Assistant U.S. Attorneys Nicholas J. Patterson and Dennis Fries were recognized for their extensive prosecutorial work involving members and associates of the Universal Aryan Brotherhood (UAB), a "whites only" prison-based gang with members operating inside and outside of state prisons throughout Oklahoma. Investigations in the Western and Northern Districts of Oklahoma have resulted in the federal prosecution of dozens of UAB members. Patterson’s and Fries’s efforts demonstrate unwavering commitment to the safety of communities throughout Oklahoma and the administration of justice.
"AUSA Patterson has served the people of Oklahoma well by establishing a strong working relationship with federal, state, and local law enforcement and by prosecuting violent UAB members vigorously," said U.S. Attorney Downing. "My office will continue to bring criminal cases with hefty sentences against violent gang members to make our entire district safer."

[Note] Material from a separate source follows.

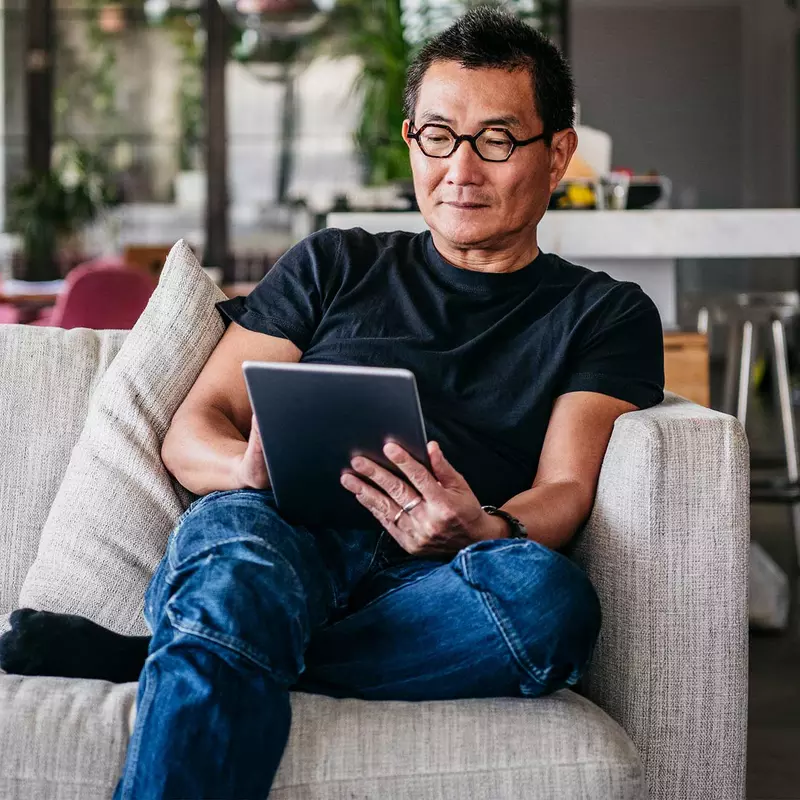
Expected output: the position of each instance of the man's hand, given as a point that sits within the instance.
(251, 471)
(448, 516)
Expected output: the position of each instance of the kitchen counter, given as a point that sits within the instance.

"I am pleased to see Assistant U.S. Attorney Dennis Fries recognized for his exemplary work prosecuting gang cases," said U.S. Attorney Trent Shores. "From prosecuting white supremacist prison gangs to violent street gangs and international drug trafficking organizations, Dennis has proven himself to be a dedicated public servant and stalwart advocate for justice. We are proud of his efforts to keep Oklahomans safe from organized crime."
In the Western District of Oklahoma, Patterson has led the successful prosecution of more than 20 UAB members and associates, many of whom had lengthy histories of violent crime. Three of these cases involved guilty verdicts after jury trials. Patterson’s UAB cases have generally involved the illegal possession of firearms and drug distribution; they have resulted in the seizure of more than 70 firearms, including machine guns and silencers, as well as large quantities of methamphetamine and heroin. In just the past two weeks, for example, Patterson’s work has involved the seizure of approximately four kilograms of methamphetamine. In addition to charging defendants in the Oklahoma City metropolitan area, Patterson has contributed to community safety in more rural areas by charging UAB defendants in, for example, Woodward, Beckham, and Garfield Counties.
In the Northern District of Oklahoma, Fries indicted 18 key members and associates of the UAB for their roles in operating and supporting a racketeering enterprise. The indictment, unsealed in February 2019, alleged that the UAB committed nine overt acts of murder, kidnapping, the trafficking of methamphetamine and firearms, money laundering, assault, and robbery as part of their racketeering enterprise. While in prison, members of the gang’s main council are alleged to have used contraband cell phones to communicate their orders and further their enterprise. Fries worked extensively with investigators from Homeland Security Investigations and IRS-Criminal Investigations to navigate the complex and considerable processes associated with developing a racketeering prosecution. The lengthy investigation into the UAB’s operations began in 2012, but evidence gathered dates as far back as 2006.
All of these cases are part of Project Safe Neighborhoods, the centerpiece of the Department of Justice’s violent crime reduction efforts. Through PSN, a broad spectrum of stakeholders work together to identify the most pressing violent crime problems in the community and develop comprehensive solutions. As part of this strategy, PSN focuses on the most violent offenders and partners with local prevention and re-entry programs for lasting reductions in crime. For more information, visit https://www.justice.gov/psn.
The Oklahoma Gang Investigators Association was established more than 20 years ago. OGIA has taken the lead in gang training around the state. The association is led by federal, state, and local law enforcement gang experts and educates law enforcement as well community groups on the nature and operations of gangs. The group is also involved in charitable donations to gang intervention and prevention organizations.